Alexandre Souza wrote:
Hmm. DOS does
have the advantage of not getting in the way of doing such
things (and I've already got a DOS PC for Imagedisk work). Plus it's
nice to
have short startup times (and even faster shutdown ;)
The only downsides:
2) Lack of remote administration (control via serial port or network
would
be handy in some cases).
Who told you? You can run "doorway"
:) You know I figured there were probably a few things out there, at least for
console apps. Presumably stuffing received input from the network into the
keyboard buffer though and handling video updates direct from video memory
(even in text mode) raises some interesting issues.

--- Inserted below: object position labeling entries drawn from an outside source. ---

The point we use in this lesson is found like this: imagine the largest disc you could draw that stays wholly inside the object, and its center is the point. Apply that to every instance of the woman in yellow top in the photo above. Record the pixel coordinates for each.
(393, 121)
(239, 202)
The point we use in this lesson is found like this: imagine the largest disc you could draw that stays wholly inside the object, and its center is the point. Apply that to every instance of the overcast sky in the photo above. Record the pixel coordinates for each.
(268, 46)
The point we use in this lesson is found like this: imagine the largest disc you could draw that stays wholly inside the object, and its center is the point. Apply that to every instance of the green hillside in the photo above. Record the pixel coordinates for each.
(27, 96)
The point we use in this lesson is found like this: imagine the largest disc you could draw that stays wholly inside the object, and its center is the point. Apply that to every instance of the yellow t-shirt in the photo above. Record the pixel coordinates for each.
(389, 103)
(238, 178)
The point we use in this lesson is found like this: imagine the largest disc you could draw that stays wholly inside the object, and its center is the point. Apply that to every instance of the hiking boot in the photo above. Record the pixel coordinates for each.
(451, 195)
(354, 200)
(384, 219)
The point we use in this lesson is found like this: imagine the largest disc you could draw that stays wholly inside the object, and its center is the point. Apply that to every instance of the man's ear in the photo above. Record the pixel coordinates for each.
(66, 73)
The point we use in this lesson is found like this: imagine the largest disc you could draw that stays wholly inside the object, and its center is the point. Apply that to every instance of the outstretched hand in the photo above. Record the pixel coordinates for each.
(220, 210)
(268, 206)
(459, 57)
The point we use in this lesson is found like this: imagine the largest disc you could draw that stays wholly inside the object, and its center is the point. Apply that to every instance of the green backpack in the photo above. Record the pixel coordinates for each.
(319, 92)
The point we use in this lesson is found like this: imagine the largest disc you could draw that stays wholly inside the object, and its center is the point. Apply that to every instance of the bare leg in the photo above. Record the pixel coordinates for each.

It's a tricky thing to do I suppose if the DOS machine happens to support more
than one app, and in this case I could see there being at least a couple
(something to do SCSI/SASI archive and retrieval, something to do floppy disk
archive/retrieval).
At the end of the day if it has to have its own display and keyboard then
that's the way it has to be :) I just like the idea of being able to just
flick the switch on the box to power it off and on, boot from something like a
CF card (remember archive reads/writes will be to a remote system, and DOS
itself won't place high write demands on a CF card), and just telnet/serial
link "into" the machine to control it.
That sort of thing lends itself much better to a Unix environment, but
unfortunately Linux (at least) just puts too much stuff inbetween the user and
the bare metal to make data recovery type work easy.